Trailer wiring can fail spectacularly and suddenly. The first sign of trouble could be a blown fuse in your tow vehicle. Turn signals could suddenly begin quick flashing instead of their usual slow and steady rhythmic flash. Even more dangerous, nothing could work at all.
When any of these telltale signs occur, unless you have an immediately recognized problem such as a burned-out bulb, it is not always efficient to attempt to figure out the exact cause and look for one solution. Wires could be chafed and/or corroded anywhere, and others could be ready to let go. Trailer lighting problems are usually the result of a bad ground or an open circuit which is feeding electricity to the trailer.
The good news is that this does not mean the end of a weekend getaway. With a few simple tools, a readily available and inexpensive wiring kit, and other minor supplies from any automotive supply store, you can quickly re-wire your trailer and be on your way.
Electricity runs from your tow vehicle to your trailer through a connector. The most common is the four-pin connector. The typical trailer connection is a four-wire pin. From left to right on this older connector, white, brown, yellow, green.
The white wire led to the trailer is the ground, and it is grounded close to the receiver. Your taillights, side marker lights, and license plate light are powered by the brown wire. The yellow wire powers your left stop and left turn signal light, while the green wire powers your right stop and right turn signal light.
Each lighting fixture will be grounded to the trailer and this completes each circuit back through the white ground wire.
Five-, six-, and seven-pin connectors will operate extra items such as electric brakes, back up lights, or auxiliary power supplies on the trailer. If you have these they will utilize purple, blue, and red wires. These items too will be grounded to the trailer.

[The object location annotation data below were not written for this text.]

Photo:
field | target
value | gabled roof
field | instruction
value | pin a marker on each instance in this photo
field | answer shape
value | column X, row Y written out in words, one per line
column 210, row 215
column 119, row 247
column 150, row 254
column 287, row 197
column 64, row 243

As you strip the old wires off the trailer, pay attention to where they lead. Take pictures or draw diagrams if it helps you remember.
Tools you might need include a Phillips and a flat-head screwdriver, a wire cutter, a wire stripper, and a soldering iron with solder. Supplies you will need include a new wiring kit that usually comes with new lights, electrical tape, lengths of split wire loom, and wire ties or clips.
In order to protect your new wiring, you should sheath it in split wire looms.
The split in the loom allows you to push wires into them. A little bit of tape every foot or so keeps them closed and protects your new wires from chafing. You can tape and/or wire-tie the ends to keep them from moving.
Where the wiring runs through square or round tubes in the trailer, it can be left loose inside in the loom. Where it is exposed, it should be wire tied or clipped as appropriate, at least every foot. Your wiring kit will come with instructions for connecting the wires to the lights. Begin at the front of the trailer and run the wires to the back in as straight a line as possible. When you reach the side marker lights, you will need to create a junction in the brown wire to run the power to the lights on each side of the trailer. Your kit should include Scothchlock Connectors for this purpose.
Or, you can create your own junction and solder it by stripping wires, soldering, and then sealing with tape. Wrap it securely.
At the back of the trailer, you will run the brown wire from one side to the other to connect the marker lights and the license plate light. For simplicity, the yellow and green wires can be run along the same path as the brown wire with one of them following the brown wire to the other side of the trailer. Be sure to connect the ground wire securely to the trailer.
Problems with trailer wiring occur often, especially if you are using an older trailer, however, with a few tools, patience, and a new wiring kit, you can be on your way in a very short time.